Dans la première partie de La ruée vers l’or il y avait le son mais pas l’image. Mais pourquoi ça pas de photos dans ce billet ? Panne de pellicules…? Non , plutôt problème technique. Et tout ça dû à quoi ? Tout simplement, à cause d’une chute fatale de l’appareil. Alors que je me baladais sur le salon Biovino,
je portais mon appareil en bandoulière sur l’épaule, et puis on se met à discuter, à rencontrer des gens, et on en oublit l’appareil. Très bien, jusqu’au moment où on a trop chaud et que l’on veut enlever sa veste…et là bing, par terre. Bon, plus de peur que de mal: le corps de l’appareil fonctionne mais l’objectif, lui, est à changer. Donc en attendant de trouver un nouvel objectif, Marike qui travaille sur la ferme, me prête son appareil.

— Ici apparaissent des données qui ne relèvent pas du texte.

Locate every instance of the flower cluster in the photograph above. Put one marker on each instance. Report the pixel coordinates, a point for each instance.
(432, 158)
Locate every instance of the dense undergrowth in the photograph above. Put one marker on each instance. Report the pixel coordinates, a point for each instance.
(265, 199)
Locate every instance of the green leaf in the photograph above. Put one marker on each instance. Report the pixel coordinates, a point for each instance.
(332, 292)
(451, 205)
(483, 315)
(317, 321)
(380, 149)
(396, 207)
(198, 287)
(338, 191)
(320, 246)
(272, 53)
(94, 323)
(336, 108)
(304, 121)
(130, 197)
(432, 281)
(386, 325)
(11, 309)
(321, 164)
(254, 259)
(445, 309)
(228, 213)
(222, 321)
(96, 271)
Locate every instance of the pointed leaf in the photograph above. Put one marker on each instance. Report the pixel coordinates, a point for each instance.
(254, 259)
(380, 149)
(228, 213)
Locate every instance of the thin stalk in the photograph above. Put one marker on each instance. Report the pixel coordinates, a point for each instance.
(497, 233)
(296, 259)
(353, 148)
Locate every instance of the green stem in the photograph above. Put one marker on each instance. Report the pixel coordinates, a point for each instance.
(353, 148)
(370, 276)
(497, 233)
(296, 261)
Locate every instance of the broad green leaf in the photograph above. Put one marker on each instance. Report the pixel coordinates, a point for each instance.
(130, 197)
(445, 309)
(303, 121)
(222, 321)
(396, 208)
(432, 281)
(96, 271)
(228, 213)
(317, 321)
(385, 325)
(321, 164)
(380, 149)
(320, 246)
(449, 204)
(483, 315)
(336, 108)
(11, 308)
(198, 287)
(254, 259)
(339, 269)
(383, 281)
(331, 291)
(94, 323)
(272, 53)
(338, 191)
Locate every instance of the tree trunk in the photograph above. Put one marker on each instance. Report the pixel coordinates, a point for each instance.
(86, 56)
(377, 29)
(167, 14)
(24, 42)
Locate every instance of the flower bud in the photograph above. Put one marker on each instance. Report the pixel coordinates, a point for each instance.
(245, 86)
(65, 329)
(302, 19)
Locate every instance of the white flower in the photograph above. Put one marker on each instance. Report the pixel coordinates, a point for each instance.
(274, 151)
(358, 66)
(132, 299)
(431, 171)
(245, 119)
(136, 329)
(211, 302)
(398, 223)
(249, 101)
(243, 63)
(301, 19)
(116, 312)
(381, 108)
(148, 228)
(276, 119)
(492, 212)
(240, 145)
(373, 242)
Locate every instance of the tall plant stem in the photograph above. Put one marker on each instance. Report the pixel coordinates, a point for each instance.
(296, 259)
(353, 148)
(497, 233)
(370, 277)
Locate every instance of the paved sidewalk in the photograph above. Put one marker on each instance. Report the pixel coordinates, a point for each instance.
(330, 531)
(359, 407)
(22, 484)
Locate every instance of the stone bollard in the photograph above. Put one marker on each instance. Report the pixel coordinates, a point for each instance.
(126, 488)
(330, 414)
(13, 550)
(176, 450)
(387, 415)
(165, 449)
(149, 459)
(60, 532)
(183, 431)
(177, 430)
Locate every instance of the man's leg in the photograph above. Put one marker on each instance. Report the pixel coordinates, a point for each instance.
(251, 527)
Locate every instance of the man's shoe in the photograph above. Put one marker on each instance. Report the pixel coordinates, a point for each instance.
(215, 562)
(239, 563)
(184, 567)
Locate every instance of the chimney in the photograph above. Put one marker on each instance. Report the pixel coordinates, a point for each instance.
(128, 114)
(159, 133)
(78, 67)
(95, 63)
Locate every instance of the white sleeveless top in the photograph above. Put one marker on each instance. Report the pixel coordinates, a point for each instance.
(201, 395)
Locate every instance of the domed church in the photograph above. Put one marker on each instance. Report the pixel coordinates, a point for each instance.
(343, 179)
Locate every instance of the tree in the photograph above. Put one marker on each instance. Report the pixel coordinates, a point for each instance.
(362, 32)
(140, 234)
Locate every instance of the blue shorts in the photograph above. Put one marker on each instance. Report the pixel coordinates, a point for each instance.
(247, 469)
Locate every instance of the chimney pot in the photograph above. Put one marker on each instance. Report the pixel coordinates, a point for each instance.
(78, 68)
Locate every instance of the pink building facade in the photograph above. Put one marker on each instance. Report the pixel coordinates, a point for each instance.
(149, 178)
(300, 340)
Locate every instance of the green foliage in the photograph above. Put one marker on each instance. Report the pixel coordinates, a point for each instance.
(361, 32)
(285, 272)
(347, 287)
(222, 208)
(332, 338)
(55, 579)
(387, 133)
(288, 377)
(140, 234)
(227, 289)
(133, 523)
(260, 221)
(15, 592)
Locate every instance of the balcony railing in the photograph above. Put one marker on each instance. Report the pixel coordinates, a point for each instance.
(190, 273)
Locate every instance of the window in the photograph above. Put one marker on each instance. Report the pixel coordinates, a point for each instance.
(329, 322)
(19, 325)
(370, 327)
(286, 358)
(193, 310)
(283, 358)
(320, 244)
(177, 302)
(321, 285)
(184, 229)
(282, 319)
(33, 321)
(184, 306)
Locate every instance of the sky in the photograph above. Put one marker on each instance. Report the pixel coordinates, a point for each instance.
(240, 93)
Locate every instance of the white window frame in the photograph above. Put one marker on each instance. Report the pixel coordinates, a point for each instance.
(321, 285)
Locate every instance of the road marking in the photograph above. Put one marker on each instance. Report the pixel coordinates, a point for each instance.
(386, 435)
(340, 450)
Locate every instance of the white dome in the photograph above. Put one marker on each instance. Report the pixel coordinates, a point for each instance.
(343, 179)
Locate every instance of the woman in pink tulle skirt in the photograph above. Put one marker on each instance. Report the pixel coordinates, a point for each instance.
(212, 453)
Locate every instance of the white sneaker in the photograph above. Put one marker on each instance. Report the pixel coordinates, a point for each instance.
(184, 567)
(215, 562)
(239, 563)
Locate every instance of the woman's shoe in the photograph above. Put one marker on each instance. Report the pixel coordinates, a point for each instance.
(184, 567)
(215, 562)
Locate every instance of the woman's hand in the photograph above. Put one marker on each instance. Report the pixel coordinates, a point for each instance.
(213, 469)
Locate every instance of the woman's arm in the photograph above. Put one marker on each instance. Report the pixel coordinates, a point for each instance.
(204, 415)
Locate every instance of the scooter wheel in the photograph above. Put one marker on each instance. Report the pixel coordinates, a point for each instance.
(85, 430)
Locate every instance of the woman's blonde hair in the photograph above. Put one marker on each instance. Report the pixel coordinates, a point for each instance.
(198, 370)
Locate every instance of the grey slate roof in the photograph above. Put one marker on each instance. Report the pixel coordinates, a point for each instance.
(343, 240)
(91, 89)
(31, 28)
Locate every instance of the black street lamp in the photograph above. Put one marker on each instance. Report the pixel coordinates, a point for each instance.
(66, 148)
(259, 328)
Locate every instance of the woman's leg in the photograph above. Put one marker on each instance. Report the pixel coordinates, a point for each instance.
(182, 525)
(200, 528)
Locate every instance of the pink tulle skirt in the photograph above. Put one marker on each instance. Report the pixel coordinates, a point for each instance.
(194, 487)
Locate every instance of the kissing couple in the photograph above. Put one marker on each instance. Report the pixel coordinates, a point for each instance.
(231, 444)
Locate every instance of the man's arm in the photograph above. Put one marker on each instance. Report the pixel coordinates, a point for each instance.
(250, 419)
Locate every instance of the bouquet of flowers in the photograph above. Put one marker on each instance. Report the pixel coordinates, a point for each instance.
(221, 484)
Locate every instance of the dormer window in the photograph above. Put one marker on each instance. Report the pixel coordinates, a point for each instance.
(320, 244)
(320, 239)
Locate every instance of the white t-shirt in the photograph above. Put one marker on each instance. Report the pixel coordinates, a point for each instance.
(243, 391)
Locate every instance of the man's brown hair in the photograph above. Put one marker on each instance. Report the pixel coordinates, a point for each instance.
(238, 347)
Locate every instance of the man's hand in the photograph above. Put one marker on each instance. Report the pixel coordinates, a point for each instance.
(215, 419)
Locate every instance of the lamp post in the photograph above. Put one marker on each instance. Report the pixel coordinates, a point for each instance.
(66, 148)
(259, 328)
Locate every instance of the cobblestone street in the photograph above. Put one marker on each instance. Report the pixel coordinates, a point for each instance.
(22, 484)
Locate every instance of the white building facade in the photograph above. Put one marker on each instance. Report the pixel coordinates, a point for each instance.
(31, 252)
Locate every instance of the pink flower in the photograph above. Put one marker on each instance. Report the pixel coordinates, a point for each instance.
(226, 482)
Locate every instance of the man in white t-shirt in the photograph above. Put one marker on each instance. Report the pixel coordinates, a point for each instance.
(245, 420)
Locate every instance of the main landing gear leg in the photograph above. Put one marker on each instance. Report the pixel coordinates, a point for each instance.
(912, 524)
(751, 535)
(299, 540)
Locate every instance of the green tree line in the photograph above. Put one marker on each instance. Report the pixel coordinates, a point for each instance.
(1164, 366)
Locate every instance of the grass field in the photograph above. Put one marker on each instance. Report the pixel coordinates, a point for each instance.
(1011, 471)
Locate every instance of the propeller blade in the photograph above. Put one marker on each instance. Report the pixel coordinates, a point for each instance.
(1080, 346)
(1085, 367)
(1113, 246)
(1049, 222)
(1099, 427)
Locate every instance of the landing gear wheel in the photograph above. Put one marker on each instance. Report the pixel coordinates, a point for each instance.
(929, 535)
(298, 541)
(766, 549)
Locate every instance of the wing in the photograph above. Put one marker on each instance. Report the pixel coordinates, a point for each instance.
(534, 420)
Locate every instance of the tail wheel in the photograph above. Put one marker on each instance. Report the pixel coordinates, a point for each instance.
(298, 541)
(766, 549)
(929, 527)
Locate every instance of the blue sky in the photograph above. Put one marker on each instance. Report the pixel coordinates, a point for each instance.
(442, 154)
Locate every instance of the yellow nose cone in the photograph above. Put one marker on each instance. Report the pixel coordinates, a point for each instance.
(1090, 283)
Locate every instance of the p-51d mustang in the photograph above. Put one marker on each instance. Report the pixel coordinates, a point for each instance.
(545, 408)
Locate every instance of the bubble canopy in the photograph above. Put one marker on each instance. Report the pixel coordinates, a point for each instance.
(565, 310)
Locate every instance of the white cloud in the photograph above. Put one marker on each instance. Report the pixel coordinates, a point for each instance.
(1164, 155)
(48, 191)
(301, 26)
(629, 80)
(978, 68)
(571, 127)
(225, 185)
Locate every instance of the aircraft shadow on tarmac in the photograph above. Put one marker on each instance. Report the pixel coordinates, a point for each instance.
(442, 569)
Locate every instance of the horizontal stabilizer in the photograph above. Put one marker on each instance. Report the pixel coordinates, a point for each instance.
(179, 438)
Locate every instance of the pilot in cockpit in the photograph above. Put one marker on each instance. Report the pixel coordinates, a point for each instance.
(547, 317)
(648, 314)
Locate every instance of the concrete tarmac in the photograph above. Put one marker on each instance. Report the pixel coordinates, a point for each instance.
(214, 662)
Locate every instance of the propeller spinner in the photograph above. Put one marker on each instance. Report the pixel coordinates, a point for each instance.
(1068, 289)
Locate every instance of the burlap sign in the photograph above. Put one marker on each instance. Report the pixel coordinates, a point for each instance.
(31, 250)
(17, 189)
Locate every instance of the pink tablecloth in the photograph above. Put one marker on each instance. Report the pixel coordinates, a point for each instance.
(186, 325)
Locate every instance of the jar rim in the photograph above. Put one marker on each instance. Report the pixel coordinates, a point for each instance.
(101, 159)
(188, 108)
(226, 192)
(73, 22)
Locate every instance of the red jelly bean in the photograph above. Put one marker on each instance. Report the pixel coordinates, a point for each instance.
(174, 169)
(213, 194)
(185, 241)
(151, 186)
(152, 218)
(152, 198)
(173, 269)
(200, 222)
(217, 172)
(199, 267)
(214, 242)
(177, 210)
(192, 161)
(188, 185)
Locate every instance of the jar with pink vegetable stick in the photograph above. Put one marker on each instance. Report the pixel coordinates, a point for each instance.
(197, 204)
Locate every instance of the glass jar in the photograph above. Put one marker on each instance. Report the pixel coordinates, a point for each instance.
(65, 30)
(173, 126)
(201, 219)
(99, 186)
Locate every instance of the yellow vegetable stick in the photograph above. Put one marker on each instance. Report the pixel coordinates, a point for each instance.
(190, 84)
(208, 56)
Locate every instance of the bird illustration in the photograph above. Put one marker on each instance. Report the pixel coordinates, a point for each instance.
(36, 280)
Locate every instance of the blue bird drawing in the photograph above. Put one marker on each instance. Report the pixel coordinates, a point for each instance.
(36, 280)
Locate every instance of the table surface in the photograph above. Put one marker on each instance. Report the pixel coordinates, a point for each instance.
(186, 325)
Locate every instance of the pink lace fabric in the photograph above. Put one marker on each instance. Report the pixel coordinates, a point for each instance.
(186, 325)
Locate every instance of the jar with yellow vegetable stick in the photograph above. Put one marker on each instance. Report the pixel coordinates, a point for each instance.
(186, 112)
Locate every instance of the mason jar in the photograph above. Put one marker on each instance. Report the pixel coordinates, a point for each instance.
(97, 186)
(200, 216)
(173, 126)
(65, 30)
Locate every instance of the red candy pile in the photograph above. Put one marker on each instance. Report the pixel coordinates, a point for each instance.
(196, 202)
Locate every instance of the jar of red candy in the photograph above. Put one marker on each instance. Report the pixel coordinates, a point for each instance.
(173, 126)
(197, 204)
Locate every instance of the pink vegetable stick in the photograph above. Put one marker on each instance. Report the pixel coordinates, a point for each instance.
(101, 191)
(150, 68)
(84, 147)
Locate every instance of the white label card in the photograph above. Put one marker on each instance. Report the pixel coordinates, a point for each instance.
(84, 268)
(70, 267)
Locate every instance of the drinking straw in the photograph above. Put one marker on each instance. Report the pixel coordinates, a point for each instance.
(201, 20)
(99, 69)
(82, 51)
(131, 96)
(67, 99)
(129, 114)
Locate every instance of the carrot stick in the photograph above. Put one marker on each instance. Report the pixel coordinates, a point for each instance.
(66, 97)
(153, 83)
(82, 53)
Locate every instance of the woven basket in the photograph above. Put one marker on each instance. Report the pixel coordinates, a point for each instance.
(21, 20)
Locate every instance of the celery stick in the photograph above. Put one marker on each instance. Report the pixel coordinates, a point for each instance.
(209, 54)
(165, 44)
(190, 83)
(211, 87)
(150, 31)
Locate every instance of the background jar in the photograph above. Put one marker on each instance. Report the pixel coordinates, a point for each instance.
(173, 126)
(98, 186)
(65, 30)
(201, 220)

Marike en pleine action en train de préparer l'assemblage de tourbe, calcaire, compost, vermiculite(argile) et terre
Dans cette deuxième partie de La ruée vers l’or il y a l’image et un peu moins de son. On va illustrer ce dont on parlait dans le dernier billet et admirer les Scotish Highlands, ces vaches génératrices de ce si précieux or noir, dont je suis tombé amoureux. C’est difficile de faire autrement quand on les regarde. On dirait presque des yaks tellement leur poil est long, mais en beaucoup moins gros. La Scotish Highland est une race rustique résistante au froid qui comme son nom l’indique vient d’Ecosse. Elle a cependant une croissance très longue et met trois ans à atteindre sa taille adulte contre une moyenne de un an et demi chez les autres bovins.
On retrouve aussi sur les photos le moment où nous enlevons l’humus des cornes enterrées tout l’hiver.
C’est la base de la préparation 500 utilisée en agriculture biodynamique pour augmenter l’activité biologique du sol.
Ce que nous obtenons est noir et légèrement humide. Nous aurons l’occasion d’en reparler plus longuement dans un autre billet.